EXPIRATION DATE A date on an egg carton beyond which the eggs should not be sold. see Carton Dates
The "sell by" or "best if used by" or "exp (date)" are all expressions used by the industry in various states, and are used by the retailer to assure you of freshness. The egg will continue to be fresh for at least another 2-3 weeks if it has been refrigerated from the time packed until used at 45 degrees F. or lower. As the egg ages, it does lose some of its qualities, so if you were baking a cake or whipping meringue, your cake might not rise as high as expected, and you might not get the volume of meringue you would expect, so for baking purposes it is better to use a fresher egg.
Older eggs are great to use when hard-cooking (boiled) as they will peel easier. They will keep for about a week in the shell, 2-3 weeks if peeled and placed in a freezer bag.
When frying an older egg, it will spread out further in the pan, as the white (albumen) gets thinner.
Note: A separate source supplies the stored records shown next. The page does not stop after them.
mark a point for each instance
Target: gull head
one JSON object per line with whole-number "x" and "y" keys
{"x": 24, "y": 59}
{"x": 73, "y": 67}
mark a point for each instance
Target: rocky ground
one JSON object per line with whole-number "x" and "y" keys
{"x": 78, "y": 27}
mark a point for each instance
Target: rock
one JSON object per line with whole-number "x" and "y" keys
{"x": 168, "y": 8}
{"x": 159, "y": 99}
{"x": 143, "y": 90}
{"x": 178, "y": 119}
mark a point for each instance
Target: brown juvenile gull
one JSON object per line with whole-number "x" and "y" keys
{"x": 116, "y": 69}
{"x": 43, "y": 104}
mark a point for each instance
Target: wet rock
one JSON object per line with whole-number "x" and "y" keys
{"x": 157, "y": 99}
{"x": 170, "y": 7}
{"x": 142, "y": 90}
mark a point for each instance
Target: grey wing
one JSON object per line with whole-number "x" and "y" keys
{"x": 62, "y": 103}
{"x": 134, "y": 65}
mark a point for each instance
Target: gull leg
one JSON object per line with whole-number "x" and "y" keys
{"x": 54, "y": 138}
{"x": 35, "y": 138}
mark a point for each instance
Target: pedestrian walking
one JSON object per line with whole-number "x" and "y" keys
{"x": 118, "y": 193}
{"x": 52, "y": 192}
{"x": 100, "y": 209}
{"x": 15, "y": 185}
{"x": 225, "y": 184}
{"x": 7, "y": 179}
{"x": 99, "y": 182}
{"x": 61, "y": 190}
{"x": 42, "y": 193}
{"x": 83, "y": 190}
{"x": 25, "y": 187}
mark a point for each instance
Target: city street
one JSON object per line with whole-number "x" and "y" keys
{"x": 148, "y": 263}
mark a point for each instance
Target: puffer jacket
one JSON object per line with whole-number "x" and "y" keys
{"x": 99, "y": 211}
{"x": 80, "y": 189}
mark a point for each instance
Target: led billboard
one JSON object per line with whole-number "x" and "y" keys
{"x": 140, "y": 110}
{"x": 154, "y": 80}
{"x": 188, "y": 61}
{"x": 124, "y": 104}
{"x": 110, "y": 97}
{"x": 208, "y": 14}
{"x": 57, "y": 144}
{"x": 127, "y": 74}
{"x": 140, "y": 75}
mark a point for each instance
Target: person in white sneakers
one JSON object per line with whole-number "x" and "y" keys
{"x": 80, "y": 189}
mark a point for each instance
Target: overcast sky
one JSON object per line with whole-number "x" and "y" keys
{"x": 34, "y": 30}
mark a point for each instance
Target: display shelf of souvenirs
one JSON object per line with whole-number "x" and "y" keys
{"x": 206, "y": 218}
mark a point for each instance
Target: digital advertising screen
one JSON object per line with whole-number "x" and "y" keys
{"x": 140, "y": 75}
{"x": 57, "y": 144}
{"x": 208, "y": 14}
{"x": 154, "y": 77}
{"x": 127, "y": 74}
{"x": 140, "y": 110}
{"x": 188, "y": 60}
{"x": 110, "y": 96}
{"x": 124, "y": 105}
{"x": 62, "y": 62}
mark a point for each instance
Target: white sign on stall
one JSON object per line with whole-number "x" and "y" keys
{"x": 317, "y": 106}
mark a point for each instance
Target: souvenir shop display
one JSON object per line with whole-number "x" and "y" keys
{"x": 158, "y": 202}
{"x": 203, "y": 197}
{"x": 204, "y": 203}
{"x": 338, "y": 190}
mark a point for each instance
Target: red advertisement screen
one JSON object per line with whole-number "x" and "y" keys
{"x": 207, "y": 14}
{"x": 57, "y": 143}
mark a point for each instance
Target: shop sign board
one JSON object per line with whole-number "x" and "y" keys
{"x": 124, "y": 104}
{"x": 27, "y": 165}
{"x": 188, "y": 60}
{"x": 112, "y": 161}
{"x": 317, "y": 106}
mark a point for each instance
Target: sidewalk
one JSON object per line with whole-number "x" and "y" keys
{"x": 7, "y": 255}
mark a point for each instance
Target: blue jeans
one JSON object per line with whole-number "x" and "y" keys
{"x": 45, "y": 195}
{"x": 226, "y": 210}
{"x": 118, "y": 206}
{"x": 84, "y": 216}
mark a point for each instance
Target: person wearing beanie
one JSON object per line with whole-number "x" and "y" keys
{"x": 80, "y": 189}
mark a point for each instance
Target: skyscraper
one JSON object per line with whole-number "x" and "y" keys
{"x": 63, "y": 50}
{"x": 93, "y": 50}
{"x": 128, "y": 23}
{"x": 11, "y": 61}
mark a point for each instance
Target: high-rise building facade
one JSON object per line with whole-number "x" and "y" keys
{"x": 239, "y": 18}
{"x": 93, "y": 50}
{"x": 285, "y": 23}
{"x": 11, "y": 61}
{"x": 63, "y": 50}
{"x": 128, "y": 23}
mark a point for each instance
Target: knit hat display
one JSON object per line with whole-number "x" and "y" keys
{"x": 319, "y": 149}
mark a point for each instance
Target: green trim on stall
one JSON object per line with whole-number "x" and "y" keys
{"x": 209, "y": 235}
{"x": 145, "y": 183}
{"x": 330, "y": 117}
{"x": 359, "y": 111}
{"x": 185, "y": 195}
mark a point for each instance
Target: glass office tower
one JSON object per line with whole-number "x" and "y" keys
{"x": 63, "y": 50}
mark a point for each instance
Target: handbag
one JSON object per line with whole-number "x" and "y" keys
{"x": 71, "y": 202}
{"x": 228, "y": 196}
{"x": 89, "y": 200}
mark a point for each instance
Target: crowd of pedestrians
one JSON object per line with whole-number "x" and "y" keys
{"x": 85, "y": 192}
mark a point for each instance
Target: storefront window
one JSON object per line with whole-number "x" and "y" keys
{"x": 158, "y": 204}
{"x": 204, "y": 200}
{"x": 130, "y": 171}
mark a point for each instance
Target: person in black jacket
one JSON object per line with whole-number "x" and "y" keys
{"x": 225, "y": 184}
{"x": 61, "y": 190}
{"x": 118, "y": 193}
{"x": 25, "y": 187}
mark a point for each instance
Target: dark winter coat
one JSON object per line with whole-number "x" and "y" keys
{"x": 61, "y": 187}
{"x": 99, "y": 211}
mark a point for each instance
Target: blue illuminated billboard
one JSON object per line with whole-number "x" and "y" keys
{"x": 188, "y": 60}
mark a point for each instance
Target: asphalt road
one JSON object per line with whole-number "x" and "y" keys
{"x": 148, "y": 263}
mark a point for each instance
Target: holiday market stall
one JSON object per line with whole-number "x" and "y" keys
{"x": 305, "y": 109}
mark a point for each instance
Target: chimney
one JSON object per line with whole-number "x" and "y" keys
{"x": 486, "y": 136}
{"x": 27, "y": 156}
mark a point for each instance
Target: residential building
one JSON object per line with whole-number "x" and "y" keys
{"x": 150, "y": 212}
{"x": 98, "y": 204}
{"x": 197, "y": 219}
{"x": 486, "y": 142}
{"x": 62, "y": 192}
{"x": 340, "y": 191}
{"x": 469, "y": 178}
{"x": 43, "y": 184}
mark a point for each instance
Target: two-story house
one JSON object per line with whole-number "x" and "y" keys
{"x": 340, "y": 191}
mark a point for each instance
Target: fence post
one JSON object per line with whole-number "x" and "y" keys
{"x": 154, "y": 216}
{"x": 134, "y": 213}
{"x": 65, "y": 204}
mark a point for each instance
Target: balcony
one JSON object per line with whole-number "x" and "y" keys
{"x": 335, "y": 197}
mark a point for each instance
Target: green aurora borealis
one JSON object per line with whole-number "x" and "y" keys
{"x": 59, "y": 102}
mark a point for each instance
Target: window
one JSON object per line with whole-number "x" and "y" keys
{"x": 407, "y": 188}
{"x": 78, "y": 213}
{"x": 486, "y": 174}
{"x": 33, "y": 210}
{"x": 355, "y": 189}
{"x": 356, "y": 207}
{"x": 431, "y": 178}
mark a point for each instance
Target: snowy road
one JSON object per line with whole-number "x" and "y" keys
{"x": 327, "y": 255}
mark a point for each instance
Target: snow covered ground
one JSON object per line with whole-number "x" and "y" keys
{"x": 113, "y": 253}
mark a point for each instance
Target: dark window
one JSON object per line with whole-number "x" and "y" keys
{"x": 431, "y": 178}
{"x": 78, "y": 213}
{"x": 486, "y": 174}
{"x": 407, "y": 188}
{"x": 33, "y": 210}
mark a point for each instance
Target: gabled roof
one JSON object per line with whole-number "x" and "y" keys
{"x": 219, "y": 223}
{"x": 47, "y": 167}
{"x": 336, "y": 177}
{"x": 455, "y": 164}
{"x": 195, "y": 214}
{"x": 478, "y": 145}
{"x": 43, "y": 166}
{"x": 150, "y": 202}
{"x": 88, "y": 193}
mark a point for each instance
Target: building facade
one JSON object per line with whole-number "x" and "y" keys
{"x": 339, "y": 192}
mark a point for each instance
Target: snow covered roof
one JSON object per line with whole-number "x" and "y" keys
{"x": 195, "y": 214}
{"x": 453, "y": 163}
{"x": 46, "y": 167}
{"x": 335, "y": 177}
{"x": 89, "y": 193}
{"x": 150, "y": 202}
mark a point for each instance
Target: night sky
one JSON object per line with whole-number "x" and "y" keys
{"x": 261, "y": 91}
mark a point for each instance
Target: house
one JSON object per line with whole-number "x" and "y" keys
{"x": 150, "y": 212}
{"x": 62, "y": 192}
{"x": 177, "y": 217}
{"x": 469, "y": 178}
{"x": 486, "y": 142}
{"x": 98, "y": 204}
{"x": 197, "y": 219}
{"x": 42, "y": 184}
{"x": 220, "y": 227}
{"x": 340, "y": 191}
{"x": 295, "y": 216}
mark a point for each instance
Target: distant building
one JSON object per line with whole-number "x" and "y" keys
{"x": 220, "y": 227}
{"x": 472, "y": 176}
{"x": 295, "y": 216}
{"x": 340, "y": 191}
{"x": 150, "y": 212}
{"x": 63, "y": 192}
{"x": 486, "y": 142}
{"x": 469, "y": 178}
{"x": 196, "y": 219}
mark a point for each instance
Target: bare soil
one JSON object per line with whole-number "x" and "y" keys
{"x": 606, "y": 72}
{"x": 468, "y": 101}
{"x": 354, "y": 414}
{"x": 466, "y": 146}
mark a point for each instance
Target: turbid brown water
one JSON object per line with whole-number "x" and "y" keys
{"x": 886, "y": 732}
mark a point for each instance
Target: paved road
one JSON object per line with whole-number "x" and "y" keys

When fresh, the yolk will stand high and the white will stay close to the yolk in your pan. Nothing wrong with cooking the older egg, it just doesn't look as nice.
The term "rotten egg" seldom occurs today, thanks to refrigeration. The interior of the egg will probably evaporate before it becomes "rotten". We have seen eggs several months old still very usable, but could not recommend you that you do this!